Do you see how drastic and revolutionary this change is in your life? Now that you are a saint, the practical changes are not limited to adding a few habits here and there (like Bible reading and church attendance), and removing a few others (like drugs and gossiping). No, your whole life is twisted and turned upside down from what it once was. Or maybe better, now that you are learning to live for God through Christ, your whole life is straightened and turned right side up from what it once was.

Perhaps you have never considered how radical a change ought to occur in your life as the result of your being made dead to sin and alive to God. The difference cannot be overstated. It is from death to life; that’s different.

Next Steps

If you have not thought about these things before, perhaps the first best thing you can do is read more of the context in Romans 6, then 7, then 8. You may be better prepared to read it now than you were before. And that is no bad thing. And having done that, meditation is a worthy use of your time. Chew on these things, journal about them. And by all means, express yourself to God in prayer and ask for help, thank him for what he has done, or simply worship him.
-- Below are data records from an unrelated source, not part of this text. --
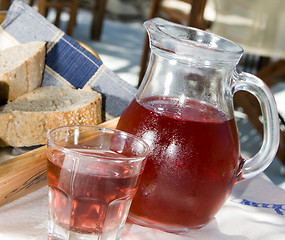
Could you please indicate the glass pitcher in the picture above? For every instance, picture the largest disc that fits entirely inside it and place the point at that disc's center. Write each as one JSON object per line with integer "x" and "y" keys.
{"x": 184, "y": 111}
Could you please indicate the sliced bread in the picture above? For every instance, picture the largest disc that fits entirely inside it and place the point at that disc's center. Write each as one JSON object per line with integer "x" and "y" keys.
{"x": 26, "y": 120}
{"x": 21, "y": 69}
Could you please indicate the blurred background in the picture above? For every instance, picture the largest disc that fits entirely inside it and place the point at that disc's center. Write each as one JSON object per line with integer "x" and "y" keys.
{"x": 113, "y": 28}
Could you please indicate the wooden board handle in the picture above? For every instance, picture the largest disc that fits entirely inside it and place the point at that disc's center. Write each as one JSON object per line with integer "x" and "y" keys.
{"x": 27, "y": 172}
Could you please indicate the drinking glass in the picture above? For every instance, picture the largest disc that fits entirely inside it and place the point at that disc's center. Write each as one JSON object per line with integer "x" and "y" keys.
{"x": 93, "y": 175}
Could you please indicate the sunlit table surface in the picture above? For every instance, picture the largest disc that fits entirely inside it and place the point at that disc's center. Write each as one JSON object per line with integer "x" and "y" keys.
{"x": 255, "y": 210}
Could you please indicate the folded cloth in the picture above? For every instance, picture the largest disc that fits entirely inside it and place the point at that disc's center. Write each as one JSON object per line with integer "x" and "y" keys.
{"x": 254, "y": 211}
{"x": 67, "y": 63}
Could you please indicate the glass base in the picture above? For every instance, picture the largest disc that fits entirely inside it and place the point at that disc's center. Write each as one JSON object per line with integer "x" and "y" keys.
{"x": 56, "y": 232}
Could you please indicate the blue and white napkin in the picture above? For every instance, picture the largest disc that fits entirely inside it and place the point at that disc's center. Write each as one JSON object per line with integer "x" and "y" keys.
{"x": 67, "y": 63}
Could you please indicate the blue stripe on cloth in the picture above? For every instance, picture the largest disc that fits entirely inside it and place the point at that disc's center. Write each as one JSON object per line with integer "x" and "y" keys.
{"x": 72, "y": 62}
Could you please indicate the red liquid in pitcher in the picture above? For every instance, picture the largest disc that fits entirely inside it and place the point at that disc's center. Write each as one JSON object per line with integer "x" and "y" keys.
{"x": 193, "y": 162}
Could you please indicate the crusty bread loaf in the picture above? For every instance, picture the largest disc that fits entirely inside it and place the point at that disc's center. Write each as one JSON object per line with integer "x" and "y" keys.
{"x": 21, "y": 69}
{"x": 26, "y": 120}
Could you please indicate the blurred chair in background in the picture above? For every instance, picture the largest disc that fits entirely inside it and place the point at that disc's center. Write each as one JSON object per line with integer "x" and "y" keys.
{"x": 60, "y": 5}
{"x": 98, "y": 17}
{"x": 4, "y": 4}
{"x": 257, "y": 25}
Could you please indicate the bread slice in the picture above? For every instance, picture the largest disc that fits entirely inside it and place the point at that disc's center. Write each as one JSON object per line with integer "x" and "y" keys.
{"x": 21, "y": 69}
{"x": 26, "y": 120}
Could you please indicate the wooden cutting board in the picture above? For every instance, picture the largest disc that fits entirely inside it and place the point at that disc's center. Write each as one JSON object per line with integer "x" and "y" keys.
{"x": 27, "y": 172}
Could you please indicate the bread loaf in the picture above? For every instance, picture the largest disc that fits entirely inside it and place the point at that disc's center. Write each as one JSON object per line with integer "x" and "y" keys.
{"x": 26, "y": 120}
{"x": 21, "y": 69}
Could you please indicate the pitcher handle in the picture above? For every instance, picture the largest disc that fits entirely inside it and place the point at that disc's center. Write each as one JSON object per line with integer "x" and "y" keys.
{"x": 261, "y": 160}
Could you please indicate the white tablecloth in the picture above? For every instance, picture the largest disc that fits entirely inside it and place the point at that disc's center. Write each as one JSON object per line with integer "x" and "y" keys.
{"x": 255, "y": 210}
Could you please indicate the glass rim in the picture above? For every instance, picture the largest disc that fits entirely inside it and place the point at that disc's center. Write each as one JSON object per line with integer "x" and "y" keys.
{"x": 211, "y": 46}
{"x": 139, "y": 157}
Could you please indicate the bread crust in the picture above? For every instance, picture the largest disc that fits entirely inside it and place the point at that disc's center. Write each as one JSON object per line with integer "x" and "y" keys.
{"x": 29, "y": 128}
{"x": 22, "y": 74}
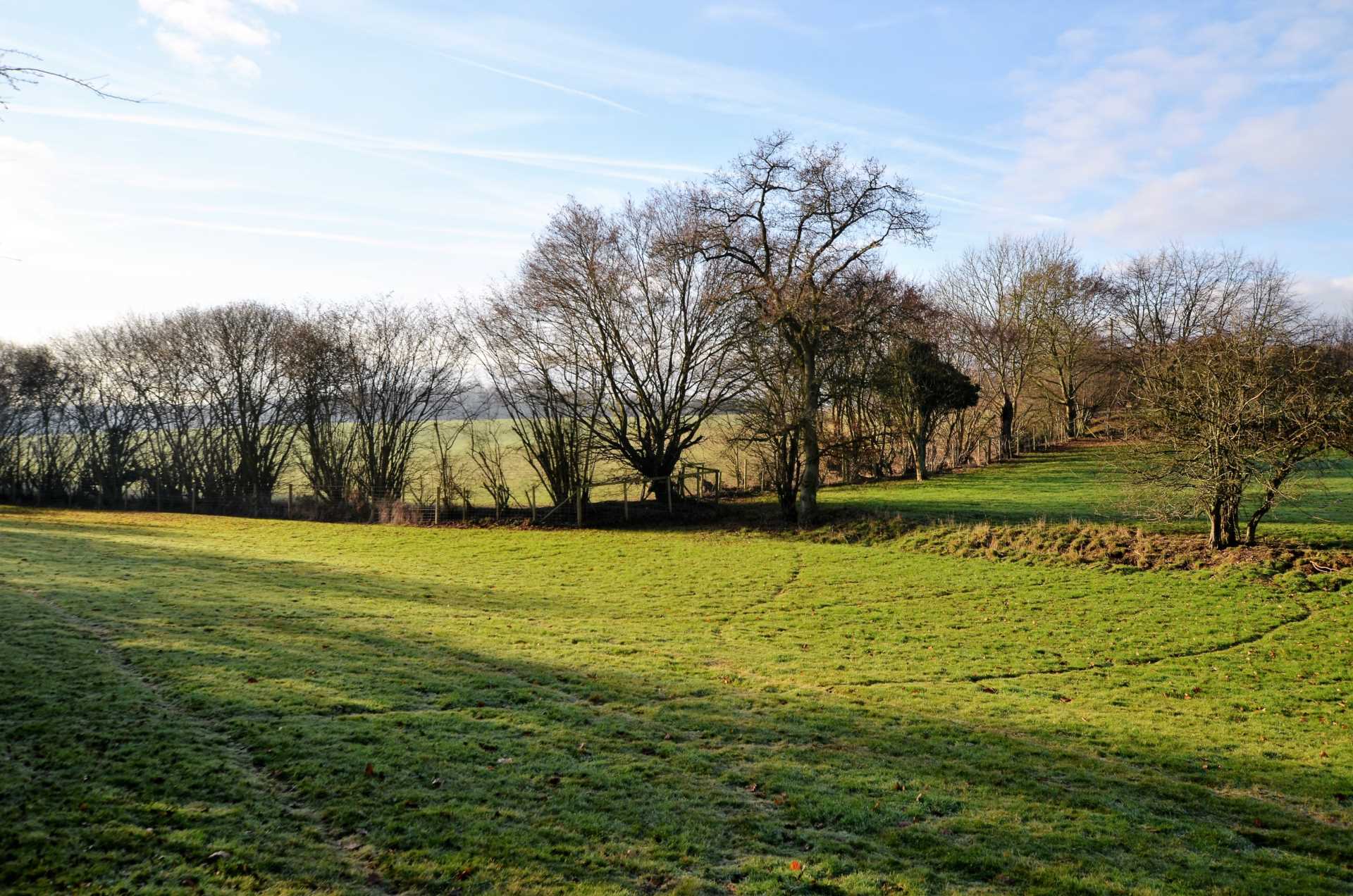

The next best thing is likely to contact someone who knows Jesus better than you do (preferably at the church you are hopefully attending) and ask him or her to meet with you sometime to talk about these things. If you have no one, contact a faithful pastor in your area. If nothing else, use the contact on this site.

Hopefully, it’s clear that the practical changes involved in living for God through Christ are unending and multifaceted. Welcome to the journey! It is ironic in one way how much more complex it is to live for God through Christ than for yourself. It is all about the process of becoming who you are called and being enabled to be by the Spirit rather than charting your own course and following your own path. There is great freedom in no longer bearing the crushing weight of providing your own sense of significance, identity, and self-worth through endless self-help gurus and social media influencers. You are who you are in Christ and not in yourself because you are no longer dead in sin but dead to sin. And that makes all the difference.